Let the length of the table be a, then b, and b=2a. The elements in the original table[I] are rehashed into newTable[I] and newTable[I +a]. So, this reduces the amount of computation and movement.

5.2 capacity

With that out of the way, we can view the expansion operations directly from the HashMap source code.

But because the relevant source code is quite long, I made relevant cuts.

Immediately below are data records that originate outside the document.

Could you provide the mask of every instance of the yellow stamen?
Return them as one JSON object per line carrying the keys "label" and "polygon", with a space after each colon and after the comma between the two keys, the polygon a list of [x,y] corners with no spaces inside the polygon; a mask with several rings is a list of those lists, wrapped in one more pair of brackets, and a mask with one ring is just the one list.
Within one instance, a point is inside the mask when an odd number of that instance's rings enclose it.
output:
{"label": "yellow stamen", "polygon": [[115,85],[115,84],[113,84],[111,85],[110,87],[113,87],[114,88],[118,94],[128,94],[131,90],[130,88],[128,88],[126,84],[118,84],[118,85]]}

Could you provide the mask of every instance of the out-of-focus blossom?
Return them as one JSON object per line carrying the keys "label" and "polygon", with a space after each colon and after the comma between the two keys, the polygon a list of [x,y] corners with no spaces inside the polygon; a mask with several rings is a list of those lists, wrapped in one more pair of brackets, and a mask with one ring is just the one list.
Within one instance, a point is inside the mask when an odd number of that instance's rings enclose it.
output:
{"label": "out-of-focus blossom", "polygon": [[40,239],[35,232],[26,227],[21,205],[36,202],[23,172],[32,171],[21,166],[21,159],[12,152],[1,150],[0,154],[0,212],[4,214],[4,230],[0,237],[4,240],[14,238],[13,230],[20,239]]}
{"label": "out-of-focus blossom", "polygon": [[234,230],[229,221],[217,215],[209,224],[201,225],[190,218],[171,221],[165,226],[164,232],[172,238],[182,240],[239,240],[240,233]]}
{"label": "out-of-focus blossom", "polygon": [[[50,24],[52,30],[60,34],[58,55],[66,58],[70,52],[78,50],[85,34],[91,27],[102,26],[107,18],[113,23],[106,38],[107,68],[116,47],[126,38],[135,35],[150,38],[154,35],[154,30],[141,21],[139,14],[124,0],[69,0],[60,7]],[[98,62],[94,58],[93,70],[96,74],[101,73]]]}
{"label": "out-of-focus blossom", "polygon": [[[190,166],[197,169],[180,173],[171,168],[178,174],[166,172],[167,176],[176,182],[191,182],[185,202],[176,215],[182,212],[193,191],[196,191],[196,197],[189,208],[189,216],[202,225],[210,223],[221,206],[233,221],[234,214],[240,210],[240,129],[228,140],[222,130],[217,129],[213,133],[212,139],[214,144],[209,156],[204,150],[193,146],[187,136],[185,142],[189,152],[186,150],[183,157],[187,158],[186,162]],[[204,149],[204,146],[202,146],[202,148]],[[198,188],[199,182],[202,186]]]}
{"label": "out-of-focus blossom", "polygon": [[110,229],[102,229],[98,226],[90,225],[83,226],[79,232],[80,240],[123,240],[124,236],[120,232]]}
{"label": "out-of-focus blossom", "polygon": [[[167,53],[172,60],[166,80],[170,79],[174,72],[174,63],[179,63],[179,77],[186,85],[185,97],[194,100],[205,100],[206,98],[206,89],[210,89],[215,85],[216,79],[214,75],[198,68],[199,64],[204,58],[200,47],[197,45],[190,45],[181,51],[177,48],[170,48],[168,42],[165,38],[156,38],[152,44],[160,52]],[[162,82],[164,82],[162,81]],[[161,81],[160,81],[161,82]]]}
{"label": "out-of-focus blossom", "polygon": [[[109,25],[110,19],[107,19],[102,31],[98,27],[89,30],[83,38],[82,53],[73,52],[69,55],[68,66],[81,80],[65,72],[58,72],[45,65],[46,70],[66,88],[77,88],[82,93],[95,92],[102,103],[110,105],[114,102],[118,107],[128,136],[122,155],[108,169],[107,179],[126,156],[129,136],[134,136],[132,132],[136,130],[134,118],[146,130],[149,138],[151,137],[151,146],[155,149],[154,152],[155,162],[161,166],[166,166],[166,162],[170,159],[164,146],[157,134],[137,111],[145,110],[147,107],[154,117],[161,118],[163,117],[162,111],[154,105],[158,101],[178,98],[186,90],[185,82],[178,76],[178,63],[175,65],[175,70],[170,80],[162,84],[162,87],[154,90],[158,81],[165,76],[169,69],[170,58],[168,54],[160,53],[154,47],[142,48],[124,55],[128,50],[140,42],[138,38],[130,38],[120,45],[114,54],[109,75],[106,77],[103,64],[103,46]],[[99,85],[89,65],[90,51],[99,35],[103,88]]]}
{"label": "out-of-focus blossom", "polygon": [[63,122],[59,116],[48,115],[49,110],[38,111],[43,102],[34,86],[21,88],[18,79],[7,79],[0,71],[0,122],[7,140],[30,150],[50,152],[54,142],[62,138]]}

final Node<K,V>[] resize() { Node<K,V>[] oldTab = table; int oldCap = (oldTab == null) ? 0 : oldTab.length; int oldThr = threshold; int newCap, newThr = 0; If (oldCap > 0) {if (oldCap >= MAXIMUM_CAPACITY) {// If the length is too long, no extension is performed. Threshold = integer.max_value; return oldTab; } else if ((newCap = oldCap << 1) < MAXIMUM_CAPACITY && oldCap >= DEFAULT_INITIAL_CAPACITY) NewThr = oldThr << 1; newThr = oldThr << 1; // double threshold } else if (oldThr > 0) // initial capacity was placed in threshold newCap = oldThr; else { // zero initial threshold signifies using defaults newCap = DEFAULT_INITIAL_CAPACITY; newThr = (int)(DEFAULT_LOAD_FACTOR * DEFAULT_INITIAL_CAPACITY); } if (newThr == 0) { float ft = (float)newCap * loadFactor; newThr = (newCap < MAXIMUM_CAPACITY && ft < (float)MAXIMUM_CAPACITY ? (int)ft : Integer.MAX_VALUE); } threshold = newThr; // Create a new array @SuppressWarnings({"rawtypes","unchecked"}) Node<K,V>[] newTab = (Node<K,V>[])new Node[newCap]; table = newTab; if (oldTab ! For (int j = 0; j < oldCap; ++j) { Node<K,V> e; if ((e = oldTab[j]) ! = null) { oldTab[j] = null; if (e.next == null) newTab[e.hash & (newCap - 1)] = e; Else if (e instanceof TreeNode) // Tree element hash ((TreeNode<K,V>)e).split(this, newTab, j, oldCap); Else {// preserve order // omitted: list element rehash}}}} return newTab; }Copy the code

6 summarizes

HashMap is a commonly used class in Java. In this paper, the structure and source code of HashMap are combed and analyzed in detail. Including HashMap data structure, data access, data write, capacity expansion and other methods.

In the following articles, we will introduce the source code for HashSet, HashTable, and ConcurrentHashMap and compare them with HashMap.

Finally, I am Yi Ge, senior software architect.

Welcome to follow me, I will occasionally share the knowledge of software architecture and programming.